I’ve been experimenting with mobile development for the Palm WebOS environment (on their Pre and Pixi devices), and am finding it to be a pretty productive and novel experience. Their support of Eclipse, and their new web-hosted Ares development tool have the power to be a game-changer in mobile application development. However, Palm has some hurdles to jump over with regard to theirout of the box functionality now available to WebOS developers.
As I said, I’m heartily pleased by the Ares development environment; along with the WebOS plugin for Eclipse, I think it gives Palm the edge on ALL their competitors in developer tool support and productivity enhancement. That being said, I don’t think Palm will see the explosion of apps for WebOS they expect( & need), with the API offerings that are currently available. Here’s my logic.
It is well nigh impossible to develop any type of personal productivity application with support for legacy or desktop interoperability, due to the absence of basic file input/output capability. Development of Financial apps, media programs, third-party document reader apps, are all impacted by this, and a look at the historical Palm application base (which numbered in the thousands) suggests that there is a pretty good chance that these type of applications will still be very attractive to Pre/Pixi buyers.

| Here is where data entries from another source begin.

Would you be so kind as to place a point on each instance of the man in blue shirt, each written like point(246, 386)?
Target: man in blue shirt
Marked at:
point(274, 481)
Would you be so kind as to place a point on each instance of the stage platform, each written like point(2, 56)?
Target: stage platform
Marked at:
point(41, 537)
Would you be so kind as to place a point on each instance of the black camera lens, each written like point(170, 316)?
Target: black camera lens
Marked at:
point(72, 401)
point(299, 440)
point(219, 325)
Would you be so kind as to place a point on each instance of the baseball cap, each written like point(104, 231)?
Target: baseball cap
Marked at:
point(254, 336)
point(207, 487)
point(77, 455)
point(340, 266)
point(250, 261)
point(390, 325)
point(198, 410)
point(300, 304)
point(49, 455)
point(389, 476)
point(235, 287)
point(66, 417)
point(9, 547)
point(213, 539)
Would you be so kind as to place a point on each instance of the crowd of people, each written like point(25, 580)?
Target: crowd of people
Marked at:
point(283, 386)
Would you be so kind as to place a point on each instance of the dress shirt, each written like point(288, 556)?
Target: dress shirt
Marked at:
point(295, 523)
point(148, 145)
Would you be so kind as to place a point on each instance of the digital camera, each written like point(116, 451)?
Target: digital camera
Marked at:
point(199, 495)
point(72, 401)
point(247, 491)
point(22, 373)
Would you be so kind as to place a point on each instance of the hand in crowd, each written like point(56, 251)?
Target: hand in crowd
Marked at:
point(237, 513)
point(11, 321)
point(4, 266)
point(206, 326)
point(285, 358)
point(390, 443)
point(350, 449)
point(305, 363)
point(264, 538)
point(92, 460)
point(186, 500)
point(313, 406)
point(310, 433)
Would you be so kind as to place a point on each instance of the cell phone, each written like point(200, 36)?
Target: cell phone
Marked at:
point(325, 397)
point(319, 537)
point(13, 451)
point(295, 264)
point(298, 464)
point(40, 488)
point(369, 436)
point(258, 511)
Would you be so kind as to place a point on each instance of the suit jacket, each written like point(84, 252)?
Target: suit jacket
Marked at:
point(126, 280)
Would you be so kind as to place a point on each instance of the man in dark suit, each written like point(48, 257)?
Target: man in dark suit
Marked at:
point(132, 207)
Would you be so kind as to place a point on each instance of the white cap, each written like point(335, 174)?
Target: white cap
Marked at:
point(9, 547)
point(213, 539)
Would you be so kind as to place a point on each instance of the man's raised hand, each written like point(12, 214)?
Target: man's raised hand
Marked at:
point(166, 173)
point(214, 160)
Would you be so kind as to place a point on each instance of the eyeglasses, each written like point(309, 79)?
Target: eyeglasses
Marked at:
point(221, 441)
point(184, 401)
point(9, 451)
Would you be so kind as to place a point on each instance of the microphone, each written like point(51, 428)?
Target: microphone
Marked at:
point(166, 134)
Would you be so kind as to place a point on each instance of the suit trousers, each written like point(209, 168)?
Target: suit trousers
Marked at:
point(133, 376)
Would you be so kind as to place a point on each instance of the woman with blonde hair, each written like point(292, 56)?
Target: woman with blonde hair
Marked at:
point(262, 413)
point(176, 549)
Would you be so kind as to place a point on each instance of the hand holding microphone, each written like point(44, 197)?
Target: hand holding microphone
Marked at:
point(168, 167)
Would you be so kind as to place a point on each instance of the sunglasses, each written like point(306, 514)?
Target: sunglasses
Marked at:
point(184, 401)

Secondly, in the area of networking support, it should be noted that the corporate user needs more than just email and calendar access on their device: they will need tools such as VPN, application sharing, and remote desktop capability, among other things. Developing this new generation of Palm WebOS apps will not be possible without a significantly improved, secure and robust API that provides access to socket level TCP/IP network access.
Finally, Java. Java has become the de-facto mechanism for multi-platform application interoperability within a secure, controlled sandboxed environment. Exposing this capability on the WebOS device through a structured and managed API will allow Palm to not only continue to support legacy Java-based applets and midlets already in the mobile ecosphere, but also take advantage of the enormous pool of Java talent and development resources, and redirect it towards WebOS . This, more than anything, has the power to make WebOS the environment of choice for mobile developers.
I believe that providing these three core capabilities at the base level for Palms API/Services functionality in WebOS will enable Palm to leapfrog much of their competition, as well as remove the last significant barrier impeding rapid and explosive WebOS application development. I am certainly waiting with bated breath to develop applications utilising these functions on the WebOS platform, and the continued attention Palm is paying to developers gives me some hope that there is an understanding in the company of the current API limitations and great potential of the environment, once they are removed.